What Kinds Of Efficient Algorithms Can Be Used To Correct Read Errors
1
1
Entering edit mode
11.0 years ago
Snowball ▴ 10

This error correction problem caught my eye. Is there an O(n) algorithm for this, where n is the number of reads? There's the relatively straightforward O(n2) method of checking all the pairs, but I'm wondering if there's something better out there.

sequencing error read • 1.8k views
0
Entering edit mode

Forgive my ignorance, but I am not aware of the "O" term in the algorithm you mention, can you give us some more information on this method?

5
Entering edit mode

big O notation is just a way to describe how an algorithm performs given an input. You can read more about it here: http://en.wikipedia.org/wiki/Big_O_notation

For example, looking for an element in a dictionary/hash structure would be O(1) because you can directly access it in one operation. Whereas a primitive search algorithm where you iterate through an entire list of elements to find a specific element would be O(n) where n is the number of members in the list. A binary search tree where you effectively reduce your search space by 1/2 every node would give you O(logN) processes.

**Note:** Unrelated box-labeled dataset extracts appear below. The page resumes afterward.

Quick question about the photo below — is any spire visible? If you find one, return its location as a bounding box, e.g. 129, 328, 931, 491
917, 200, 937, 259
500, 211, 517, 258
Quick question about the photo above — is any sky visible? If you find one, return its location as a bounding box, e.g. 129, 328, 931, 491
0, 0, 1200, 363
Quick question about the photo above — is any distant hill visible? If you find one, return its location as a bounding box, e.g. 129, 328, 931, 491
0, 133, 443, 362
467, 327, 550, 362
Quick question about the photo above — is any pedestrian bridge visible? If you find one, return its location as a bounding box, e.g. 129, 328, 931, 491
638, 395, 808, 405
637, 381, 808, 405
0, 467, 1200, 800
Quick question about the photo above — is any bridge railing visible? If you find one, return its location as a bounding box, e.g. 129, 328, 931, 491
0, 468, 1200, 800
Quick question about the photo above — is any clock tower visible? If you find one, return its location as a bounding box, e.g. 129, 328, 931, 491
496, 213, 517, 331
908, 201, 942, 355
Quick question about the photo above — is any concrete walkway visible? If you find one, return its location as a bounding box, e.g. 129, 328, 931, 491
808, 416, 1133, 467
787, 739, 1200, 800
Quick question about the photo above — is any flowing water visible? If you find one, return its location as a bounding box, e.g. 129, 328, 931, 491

It's basically a way to describe the performance of an algorithm

1
Entering edit mode

+1 and thanks Damian! I come from a more strictly biological background so I need a little help with things sometimes.

5
Entering edit mode
11.0 years ago
jts ▴ 240

k-mer based error correction is much faster than overlap based methods. The complexity is effectively O(N) where N is the total number of bases. See the quake paper for a representative approach. Many other programs use a similar approach.